I was working on designing and developing sign language teaching systems. Ninety percent of deaf children are born to hearing parents; so if they want to communicate with their children, they may choose to learn sign language. I have developed computer programs, Nintendo DS, iPad and Kinect systems, to assist people to learn sign language. As new technologies are developed, they provide new opportunities to improve sign language teaching. Computer programs made it possible to have much more control over the learning process as learners could repeat signs or watch videos with different viewing angles. The Nintendo DS was the first attempt to develop a portable sign language learning system that was designed to be more fun to engage with, as it was based on a labyrinth style game. The iPad provided a larger platform in a portable system to learn sign language and more people in the community had access to the system. The Kinect provided the ability to track peoples’ movement and provide feedback on whether they were getting the signs correct, which is important during the learning process.

Why do you think it is so important for science and STEM engagement activities to be inclusive?

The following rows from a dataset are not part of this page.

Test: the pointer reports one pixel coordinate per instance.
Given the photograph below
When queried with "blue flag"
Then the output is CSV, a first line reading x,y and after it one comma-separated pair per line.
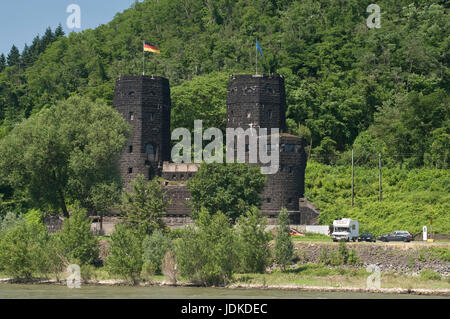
x,y
258,47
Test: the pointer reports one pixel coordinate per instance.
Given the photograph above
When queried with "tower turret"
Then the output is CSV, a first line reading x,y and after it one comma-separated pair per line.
x,y
144,101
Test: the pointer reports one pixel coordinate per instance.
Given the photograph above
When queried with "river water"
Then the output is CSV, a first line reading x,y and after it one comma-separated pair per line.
x,y
14,291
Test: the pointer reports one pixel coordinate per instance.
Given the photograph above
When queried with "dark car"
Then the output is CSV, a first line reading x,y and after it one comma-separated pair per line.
x,y
367,237
398,235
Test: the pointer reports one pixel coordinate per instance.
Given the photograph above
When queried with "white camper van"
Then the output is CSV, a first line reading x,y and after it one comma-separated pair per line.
x,y
345,229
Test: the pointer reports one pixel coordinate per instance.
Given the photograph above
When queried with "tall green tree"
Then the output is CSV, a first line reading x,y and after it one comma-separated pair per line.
x,y
230,188
206,254
64,152
253,242
284,249
125,253
78,243
2,62
13,56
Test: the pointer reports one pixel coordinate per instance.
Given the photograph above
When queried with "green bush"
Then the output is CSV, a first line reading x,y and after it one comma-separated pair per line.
x,y
353,258
324,257
125,253
410,197
253,242
78,243
155,247
441,253
284,248
429,274
206,253
23,251
10,220
34,216
87,272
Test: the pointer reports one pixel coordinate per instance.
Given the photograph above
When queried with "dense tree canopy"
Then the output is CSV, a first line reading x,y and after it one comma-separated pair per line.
x,y
340,74
64,153
232,189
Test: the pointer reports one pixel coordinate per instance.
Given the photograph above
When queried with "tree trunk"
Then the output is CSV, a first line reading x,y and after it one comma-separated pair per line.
x,y
63,204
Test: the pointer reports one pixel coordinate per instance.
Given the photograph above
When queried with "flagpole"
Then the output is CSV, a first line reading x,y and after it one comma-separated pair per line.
x,y
256,51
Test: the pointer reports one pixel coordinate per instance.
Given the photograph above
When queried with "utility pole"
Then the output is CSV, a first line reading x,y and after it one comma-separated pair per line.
x,y
379,173
353,182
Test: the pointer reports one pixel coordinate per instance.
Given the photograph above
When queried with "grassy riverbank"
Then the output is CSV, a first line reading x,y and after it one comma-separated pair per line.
x,y
302,277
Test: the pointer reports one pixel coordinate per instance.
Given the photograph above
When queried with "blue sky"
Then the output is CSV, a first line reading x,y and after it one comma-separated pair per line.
x,y
22,20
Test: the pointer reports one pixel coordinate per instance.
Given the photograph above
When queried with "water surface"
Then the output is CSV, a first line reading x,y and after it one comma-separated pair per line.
x,y
14,291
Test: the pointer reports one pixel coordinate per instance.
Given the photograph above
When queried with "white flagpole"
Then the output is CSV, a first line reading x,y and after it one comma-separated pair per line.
x,y
256,51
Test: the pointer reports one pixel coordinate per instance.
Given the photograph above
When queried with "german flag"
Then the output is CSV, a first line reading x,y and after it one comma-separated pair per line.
x,y
151,48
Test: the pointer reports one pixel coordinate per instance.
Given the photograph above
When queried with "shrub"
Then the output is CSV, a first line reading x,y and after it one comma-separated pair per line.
x,y
34,216
87,272
22,251
125,253
155,247
284,249
170,268
10,220
206,253
253,248
78,243
144,206
429,274
343,252
353,258
336,258
324,258
441,253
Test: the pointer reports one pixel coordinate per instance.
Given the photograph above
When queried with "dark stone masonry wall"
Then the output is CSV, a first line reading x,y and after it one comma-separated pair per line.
x,y
257,101
144,101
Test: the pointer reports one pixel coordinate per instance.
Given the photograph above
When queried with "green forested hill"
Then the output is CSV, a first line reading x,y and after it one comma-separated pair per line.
x,y
410,197
342,78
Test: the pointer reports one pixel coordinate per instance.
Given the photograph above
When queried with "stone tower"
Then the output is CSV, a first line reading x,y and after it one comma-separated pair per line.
x,y
144,101
256,100
259,101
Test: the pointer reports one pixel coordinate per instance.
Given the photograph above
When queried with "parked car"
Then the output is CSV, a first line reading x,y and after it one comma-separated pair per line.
x,y
295,233
367,237
398,235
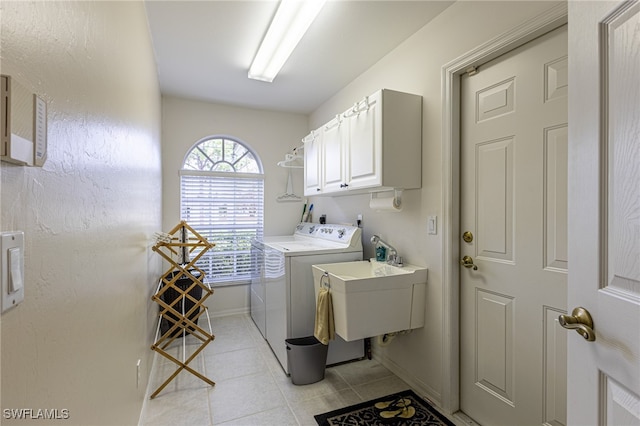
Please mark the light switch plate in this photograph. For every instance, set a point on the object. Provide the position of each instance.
(12, 268)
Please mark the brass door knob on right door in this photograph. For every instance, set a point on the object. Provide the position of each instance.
(580, 320)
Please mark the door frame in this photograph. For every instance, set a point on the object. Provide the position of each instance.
(549, 20)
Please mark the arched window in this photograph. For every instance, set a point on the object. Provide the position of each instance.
(222, 198)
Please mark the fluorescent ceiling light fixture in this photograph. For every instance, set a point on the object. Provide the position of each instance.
(290, 23)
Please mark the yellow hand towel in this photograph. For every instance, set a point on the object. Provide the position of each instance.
(324, 329)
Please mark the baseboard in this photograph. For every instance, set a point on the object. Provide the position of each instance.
(229, 312)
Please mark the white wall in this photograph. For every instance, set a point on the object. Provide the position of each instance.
(269, 134)
(416, 67)
(88, 214)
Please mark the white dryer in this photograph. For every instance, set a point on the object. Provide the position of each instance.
(283, 298)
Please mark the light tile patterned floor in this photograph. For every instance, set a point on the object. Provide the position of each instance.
(251, 387)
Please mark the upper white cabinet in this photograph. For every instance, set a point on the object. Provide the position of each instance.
(373, 146)
(312, 164)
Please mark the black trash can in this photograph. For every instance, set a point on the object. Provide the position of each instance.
(168, 297)
(307, 358)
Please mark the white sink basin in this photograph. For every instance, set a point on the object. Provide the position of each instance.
(372, 298)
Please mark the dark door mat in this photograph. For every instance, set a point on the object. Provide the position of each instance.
(402, 409)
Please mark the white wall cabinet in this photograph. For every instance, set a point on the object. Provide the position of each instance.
(312, 163)
(373, 146)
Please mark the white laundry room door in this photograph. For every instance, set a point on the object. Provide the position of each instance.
(513, 247)
(604, 207)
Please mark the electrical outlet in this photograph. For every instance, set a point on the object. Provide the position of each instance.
(432, 225)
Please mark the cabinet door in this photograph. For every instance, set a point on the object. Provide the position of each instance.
(334, 149)
(365, 146)
(312, 164)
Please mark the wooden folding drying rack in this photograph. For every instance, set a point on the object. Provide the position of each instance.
(180, 242)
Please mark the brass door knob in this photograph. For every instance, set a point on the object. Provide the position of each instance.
(467, 262)
(580, 320)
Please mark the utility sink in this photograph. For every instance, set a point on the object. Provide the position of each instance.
(373, 298)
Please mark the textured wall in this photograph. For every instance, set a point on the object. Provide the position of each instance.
(88, 214)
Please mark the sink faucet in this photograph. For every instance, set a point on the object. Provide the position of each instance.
(392, 253)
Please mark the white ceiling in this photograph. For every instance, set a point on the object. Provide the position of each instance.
(204, 48)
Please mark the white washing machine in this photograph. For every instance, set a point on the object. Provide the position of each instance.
(283, 298)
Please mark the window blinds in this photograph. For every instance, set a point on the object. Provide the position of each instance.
(226, 209)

It is really important to have a diverse range of people in STEM because every person can provide a different way of looking at problems. If we only look at a problem from one direction, then we will never find the best solution. People who live with a disability have the most knowledge about the problems associated, which is the first stage of solving any associated issue. I also see it as a human rights issue. Everyone should be given the opportunity to engage with science and STEM engagement at a level that is meaningful for them.

TapeBlocks were originally made for adults with disabilities, but because of their design, they are great for children, they can be used as an enrichment activity in aged care and they can be used to change peoples’ perception of how difficult circuit making is. When we design activities to be inclusive for people who have a disability, they become accessible for far more people.


Where can you see your research going in the next few years?

I think I will continue to solve real-world problems for people with disabilities as and where I see them. Currently, there is a lot of pessimism over technology replacing people with disabilities in the jobs that they do, but I wonder how we can use technology to support people with disabilities to have better jobs, so they can work together.

Do you have any future projects you can share with us that you’re particularly excited about?

I’ve been trying to create some making activities that are accessible for people with all sorts of abilities. I’m still working on the easiest way to make a light up box, so that it is easy to put together. I have made about eight prototypes so far, but I think there is still room to make it physically easier to construct, with a more coherent order.

What has been the greatest challenge in your career so far – how did you overcome it?

I think the biggest issue I’ve faced is having my field of research recognized as legitimate. When I started researching technology for teaching sign language, there were about three people worldwide working in the field. There are a few more now, so I have moved into making for people with disabilities. There are still only a couple of papers in the field though, which means it’s difficult to publish as there are no reviewers with the required expertise to assess the work. Just because a research topic is not popular does not make it unimportant. This type of research has a real impact, but does not fit neatly in academia.

What do you like to do in your spare time?

I do lots of arts and crafts: resin pictures, costumes, puppets; I’m always making things. I sing and play the piano, and I have a horse called Alby, so I ride a few times a week. I also downhill ski, rock climb, sail and fly planes, depending on the season.